Pero Seinfeld también fue un milagro gracias a la respuesta del público. Si millones de televidentes no hubieran sintonizado la NBC aquel invierno del noventa y dos, la serie no habría continuado. Igual que Los Beatles, al revés que Orson Welles, se dio una feliz coincidencia entre innovación y éxito. Ya es célebre la anécdota: hasta Nancy Sinatra se quedó viendo el final de Seinfeld la misma noche que una ambulancia llevaba a su padre moribundo al hospital a través de las avenidas desiertas de Beverly Hills.

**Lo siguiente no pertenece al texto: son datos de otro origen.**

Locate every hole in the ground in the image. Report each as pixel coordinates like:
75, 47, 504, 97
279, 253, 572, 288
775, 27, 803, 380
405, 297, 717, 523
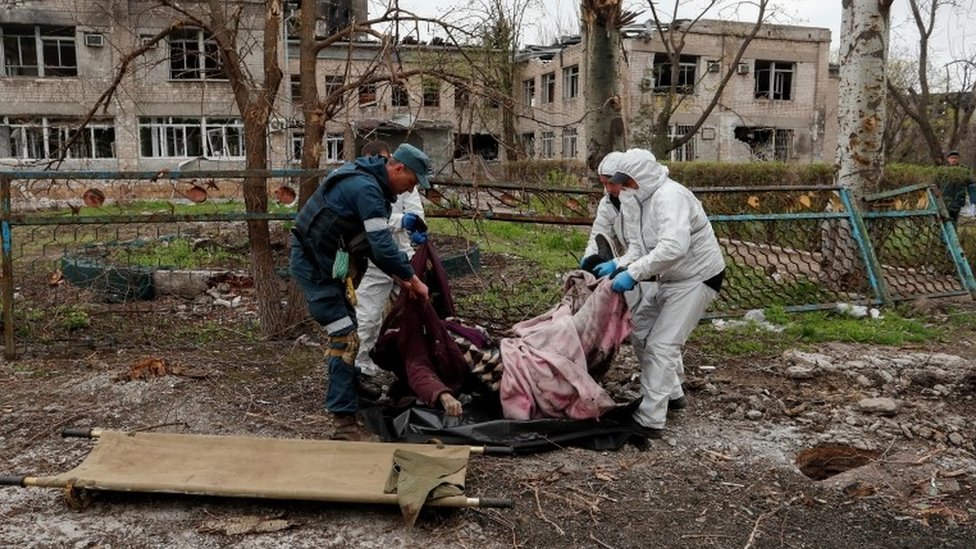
796, 445, 878, 480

Y mientras moría Frank Sinatra, mientras Jerry, George, Elaine y Kramer afrontaban un juicio por violar la Ley del Buen Samaritano, mientras Seinfeld «entraba en la inmortalidad», en el otro hemisferio yo atravesaba mis últimos momentos de inocencia. Una parte importante del viaje de los veinte a los treinta años supone desaprender ciertas certezas. Ese viaje lo emprendí con la compañía de Seinfeld. Y aunque hoy sigo creyendo que la pizza no es una pizza hasta que no sale del horno, también sé que George Carlin está equivocado y que alguien que piensa lo contrario también puede ser encantador. Pero eso es lo que hace de este mundo un lugar tan atractivo y complejo, tan digno de ser observado con una sonrisa burlona.